The underlying principle any founder can apply, regardless of neurotype, is to stop optimizing for what a productive day is supposed to look like and start observing what your actual productive patterns are. Build around those. The goal is sustainable output over time — not performing productivity for an audience of one.
Beyond sales numbers, how do you measure the mental health impact of Self-Care Shirts on your customers and community?
Sales numbers tell me the business is working. The emails tell me the brand is working. Those are two different things, and I track both.
The metric I care most about is unsolicited contact — messages people didn’t have to send, that they sent anyway because something moved them enough to find my email address and type out their feelings.
A therapist in Kentucky named Abby wrote to tell me she wanted to wear my designs while working with clients. Then she sent a photo of herself wearing the sweatshirt in her office. A counselor named Rebecca bought shirts to wear to work as “a little bright spot” for clients struggling through a difficult moment in their community. A graduate student named Marie — who said she doesn’t usually do this kind of thing — wrote to tell me the brand was a spark of joy she had been searching for in a world that felt overwhelming.
I have a folder of these. It’s the first thing I look at when I wonder if any of this matters.
The pattern I’ve noticed is consistent: the people who reach out most often are mental health professionals — therapists, counselors, social workers — who wear the designs with their clients. That tells me something important. The brand isn’t just reaching people who are struggling. It’s reaching the people who sit across with them every day and hold their pain, and giving them something to wear that says: I believe in this work. I’m on your side.
I also track the reviews that say something specific — not “great product, fast shipping,” but “I felt this deeply.” Four words from a customer named Kathy that I think about more than any conversion rate.
Impact is hard to quantify. But it leaves traces. I collect the traces.
Thanks for sharing your knowledge and expertise. Is there anything else you'd like to add?
Just this: if you are someone who is healing — loudly, quietly, humorously, painfully, or any combination of the above — you are not doing it wrong.
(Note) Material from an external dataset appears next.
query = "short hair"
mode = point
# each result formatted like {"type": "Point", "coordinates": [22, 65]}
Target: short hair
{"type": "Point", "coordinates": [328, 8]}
Healing is not linear. It does not happen on a schedule. It surfaces at inconvenient times, in inconvenient places, in the middle of moments that were supposed to be joyful. It asks things of you that nobody warned you about. And it is the most important work you will ever do.
Self-Care Shirts exists for the people in the middle of that work. Not the people who have finished — nobody finishes — but the people who are still in it. Still showing up. Still trying to find language for things that don’t have easy words yet.
Every design I draw starts as something I personally needed to hear. That will always be true. This brand will never be manufactured wellness or trend-chasing affirmations. It will always be one person drawing what she needed and trusting that someone else needs it too.
If that’s you — welcome. You found us for a reason.
And if you are a mental health professional reading this: thank you. What you do is among the most important work that exists. The therapists, counselors, social workers, and advocates who have written to tell me they wear these designs with their clients have given me more fuel to keep going than any business metric ever could.
Find us at selfcareshirts.com. Ten percent of all proceeds go to 988 and The Trevor Project — not just in May, but always. Because mental health matters every day, for everyone.
You are not broken. You are healing. Those are different things.